5. Score and segment: High-intent tier = forked or contributed, company size more than 20, seniority at senior level or above. Mid-intent = starred, company size 10–200. Sequence them differently — high-intent gets a direct technical ask referencing the specific repo; mid-intent gets educational content first.
6. Validate and push: Run through ZeroBounce, filter anything below 0.7 confidence, push to your CRM with repo name and signal type as custom fields. That context matters when your SDR goes to write a first line.

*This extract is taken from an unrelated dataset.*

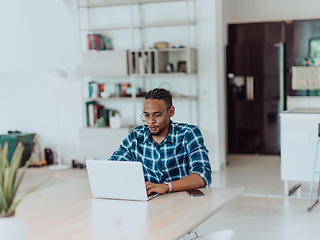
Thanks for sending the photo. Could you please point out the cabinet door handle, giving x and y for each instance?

The whole thing takes about three hours to set up for a new repo the first time, 30 minutes for subsequent runs. I run a fresh extract monthly on each target repo — stargazer lists grow, and there are always new profiles to enrich.
What I actually use
For most GitHub prospecting today: GitHub API for extraction, Clay for enrichment orchestration, PDL as the primary enrichment source, Hunter.io for fallback email patterns, and ZeroBounce for validation before any send.
Phantombuster is genuinely worth it if you're running this for a non-technical teammate — setup is 10 minutes and the CSV output requires zero code to produce.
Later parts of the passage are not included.